I encourage readers to send me messages pointing out any mistakes.
Experiment date: 6th February 2021
Objective: baseline the base
Abstract: An attempt to quantify flour and yeast ratio. The focus on ratio lead
to a disastrous failure of quantity management, but an acceptable result in the
end.
My pizza technique - of slinging unmeasured flour, yeast and water together in a
bowl with the occasional dash of salt and oil - has reached a local maxima. I
now realise that baking is not just about flavour combination, but also features
some interesting chemistry and biology.
My theory was always that pizza is basically just SWOFTTY:
Find the right SWOFTTY combination, make the perfect pizza, right?
Aside from recipe websites generally being garbage piles of advertising, I find
them mutually contradictory and full of hand-wavey terms that might make total
sense to the author, but leave far too much room for interpretation.
I want to take an engineering approach to optimal pizza. I'm going to start with
quantified SWOFTTY, then measure and iterate.
My first experiment is just a baseline - to record quantities for my traditional
ingredient-slinging recipe, so that I have something to improve upon.

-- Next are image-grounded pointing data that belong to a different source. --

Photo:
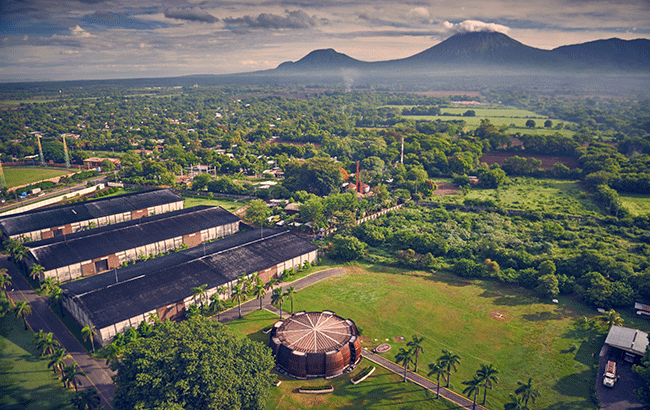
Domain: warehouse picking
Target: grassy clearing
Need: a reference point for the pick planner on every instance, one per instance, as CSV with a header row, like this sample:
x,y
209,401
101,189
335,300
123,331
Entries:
x,y
25,380
636,204
228,204
382,389
16,176
545,195
537,339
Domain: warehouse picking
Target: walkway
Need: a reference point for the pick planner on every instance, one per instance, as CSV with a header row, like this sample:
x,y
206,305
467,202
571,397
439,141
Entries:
x,y
421,381
42,317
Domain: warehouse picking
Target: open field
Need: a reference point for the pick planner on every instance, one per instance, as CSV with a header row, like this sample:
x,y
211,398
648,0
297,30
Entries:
x,y
16,176
545,195
636,204
529,337
25,381
227,204
383,389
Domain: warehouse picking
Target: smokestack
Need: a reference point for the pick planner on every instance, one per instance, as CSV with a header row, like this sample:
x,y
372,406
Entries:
x,y
358,182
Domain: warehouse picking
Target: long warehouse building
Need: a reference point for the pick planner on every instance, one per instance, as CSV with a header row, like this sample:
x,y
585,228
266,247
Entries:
x,y
116,301
97,250
62,220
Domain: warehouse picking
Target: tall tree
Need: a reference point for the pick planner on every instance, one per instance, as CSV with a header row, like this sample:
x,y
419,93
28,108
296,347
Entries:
x,y
57,360
416,345
404,357
450,361
473,388
194,364
527,391
277,298
23,309
259,291
487,374
290,294
69,376
238,295
36,271
89,332
437,369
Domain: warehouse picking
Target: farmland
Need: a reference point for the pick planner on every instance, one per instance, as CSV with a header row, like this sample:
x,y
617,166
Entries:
x,y
18,176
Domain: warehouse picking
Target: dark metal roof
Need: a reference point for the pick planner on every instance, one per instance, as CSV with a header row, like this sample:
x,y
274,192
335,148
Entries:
x,y
158,282
38,219
81,246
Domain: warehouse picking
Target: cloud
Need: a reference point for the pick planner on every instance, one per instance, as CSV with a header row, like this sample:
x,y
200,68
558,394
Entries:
x,y
296,19
470,26
191,14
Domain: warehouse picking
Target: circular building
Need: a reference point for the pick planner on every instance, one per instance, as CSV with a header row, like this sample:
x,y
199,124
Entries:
x,y
315,344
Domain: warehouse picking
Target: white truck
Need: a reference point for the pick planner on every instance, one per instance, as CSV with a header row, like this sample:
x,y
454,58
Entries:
x,y
609,378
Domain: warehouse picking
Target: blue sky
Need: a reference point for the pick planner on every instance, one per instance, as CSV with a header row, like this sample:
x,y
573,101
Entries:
x,y
98,39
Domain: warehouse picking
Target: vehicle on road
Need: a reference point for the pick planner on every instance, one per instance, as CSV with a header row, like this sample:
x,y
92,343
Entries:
x,y
609,377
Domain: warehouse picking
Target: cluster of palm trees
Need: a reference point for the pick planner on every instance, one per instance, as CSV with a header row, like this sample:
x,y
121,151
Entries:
x,y
280,296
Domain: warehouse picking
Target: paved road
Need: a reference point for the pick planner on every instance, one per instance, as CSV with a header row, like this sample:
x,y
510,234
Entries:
x,y
42,317
422,381
254,304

I began with good intentions, but made a fatal mistake right at the beginning:
the water for yeast activation wasn't warm enough, so I added more. I'm not
convinced the yeast ever properly activated, and I had to add more flour to
match the increased quantity of water. By the time I had recovered the batter
into a dough, I had used nearly a kilo of flour - more than twice as much as
usual, and surely throwing the ratios way off. This was a disaster. Still, this
journal publishes negative results too.
I kneaded the dough for 10 minutes, transferred it to a clean bowl, covered it
with a damp teatowel, and set a timer for an hour and a half.
Aside - how does one properly dampen a teatowel anyway? I ran it under the tap
for half a second and squeezeruffled the moisture through.
An hour an a half later, great disappointment set in. Almost no rise. Perhaps the
dough realised that it was already an insane size. I gave it a squish down and
tried to extract it - still goopy.
At this point I set the oven to 230°C - its maximum setting.
I divided the dough into two halves, then one of the halves into quarters, then
placed the shaped charges back under the teatowel for another 30 minutes.
After 30 minutes, my great disappointment turned to mild disappointment - a
slight rise!
I stretched the dough balls out over the foiled and oiled baking trays, and
pre-baked them for 5 minutes. This is something I started doing to help make
sure the dough cooks through regardless of the weight of toppings above.
Toppings on, then 10 minutes in the oven.
Heat the oil in a pan, flash the garlic for 30 seconds, add the passata, simmer
for 20 minutes to reduce.
Mozzarella, smoked mozzarella, and pepperoni.
Astonishingly, the pizzas had risen to an acceptable springiness, despite the
mad quantities! They might have been more than an inch thick, but that didn't
seem to bother my customers.
~lab6: 7/10 Far too thick, passably tasty dough, great toppings, great sauce.
Mrs ~lab6: 9/10, slightly soggy bottom, but nice.
Little Miss ~lab6: 10/10 Love it
Littler Miss ~lab6: nom
What can I say? Even when pizza is bad, it's good. And this monster is going to
be breakfast too.
Despite wanting to measure everything, there's a lot I didn't measure:
I intend to do more research on recommended ratios, and try to get those right,
before looking into increasing the quality of the ingredients.